糖度∞%の愛【編集前】
そして、たっぷり間を開けたお父さんがやっと口を開いて、
「とりあえず五月女君はちゃんと沙織に結婚を申し込め。 話はそれからだ」
それだけ言うとキッチンの前にある食卓テーブルの所定の位置にドカッと座って、「美佐子メシ」とお母さんに食事の要求をした。
お母さんもそれに「はいはい」と返事しながら立ち上がって、まだ床に倒れこむ彼方と座り込む私へと視線を移した。

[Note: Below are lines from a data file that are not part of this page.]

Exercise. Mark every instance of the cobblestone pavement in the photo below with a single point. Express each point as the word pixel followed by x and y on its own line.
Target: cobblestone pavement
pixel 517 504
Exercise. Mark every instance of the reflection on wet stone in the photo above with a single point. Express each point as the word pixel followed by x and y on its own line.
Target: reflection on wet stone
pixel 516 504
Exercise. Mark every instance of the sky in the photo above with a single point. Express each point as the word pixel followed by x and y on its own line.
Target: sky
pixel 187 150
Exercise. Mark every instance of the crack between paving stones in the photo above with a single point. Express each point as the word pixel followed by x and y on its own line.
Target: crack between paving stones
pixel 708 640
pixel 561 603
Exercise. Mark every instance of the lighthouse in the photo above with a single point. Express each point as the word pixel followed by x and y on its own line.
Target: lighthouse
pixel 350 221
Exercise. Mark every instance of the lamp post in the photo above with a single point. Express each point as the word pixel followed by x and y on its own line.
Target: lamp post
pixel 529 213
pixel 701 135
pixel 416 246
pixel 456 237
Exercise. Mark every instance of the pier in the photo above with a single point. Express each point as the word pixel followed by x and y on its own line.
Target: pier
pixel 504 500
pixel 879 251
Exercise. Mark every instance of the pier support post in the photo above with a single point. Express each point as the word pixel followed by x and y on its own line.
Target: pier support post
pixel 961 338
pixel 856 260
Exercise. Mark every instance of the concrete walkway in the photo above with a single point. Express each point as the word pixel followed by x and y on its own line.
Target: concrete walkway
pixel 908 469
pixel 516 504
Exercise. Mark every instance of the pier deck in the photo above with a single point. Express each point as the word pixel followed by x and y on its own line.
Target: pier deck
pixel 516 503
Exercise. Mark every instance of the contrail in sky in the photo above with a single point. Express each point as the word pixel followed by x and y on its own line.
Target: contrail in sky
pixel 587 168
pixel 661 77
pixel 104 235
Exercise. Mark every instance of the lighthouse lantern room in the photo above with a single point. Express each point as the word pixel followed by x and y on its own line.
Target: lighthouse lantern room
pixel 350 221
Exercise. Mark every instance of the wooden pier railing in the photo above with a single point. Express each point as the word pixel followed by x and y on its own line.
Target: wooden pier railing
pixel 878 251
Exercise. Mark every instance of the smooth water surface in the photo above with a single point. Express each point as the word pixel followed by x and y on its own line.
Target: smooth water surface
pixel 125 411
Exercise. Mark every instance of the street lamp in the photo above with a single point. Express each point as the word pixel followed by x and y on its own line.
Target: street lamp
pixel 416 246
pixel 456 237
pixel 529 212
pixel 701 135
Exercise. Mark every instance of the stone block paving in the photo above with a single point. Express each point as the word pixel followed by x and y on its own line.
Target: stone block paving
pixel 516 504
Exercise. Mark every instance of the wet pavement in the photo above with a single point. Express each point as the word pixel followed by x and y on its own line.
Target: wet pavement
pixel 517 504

「彼方君お料理運ぶの手伝ってくれる? 沙織は血糖測定しちゃっておいてね」
落ちた箸もちゃんと拾ってね。 そう言いながらキッチンへ向かって、彼方も「はいっ」と元気のいい返事をしてお母さんについていくから、私も言われるがまま測定することにした。
用意をしながら考えるのは、さっきの出来事。
彼方の言葉。
お父さんとお母さんの気持ち。
それから……、あれ?
これって結婚する流れになってる?
お父さんが言ってたことってつまり、彼方が私にプロポーズしてからなら許すってことで。
……私は私で彼方じゃないと嫌だって言ってもう返事は分かっているようなものなのに。
つまり返事も分かってて、プロポーズされるのを待つってこと!?
すっごい恥ずかしい……。
思わずソファに突っ伏してしまう。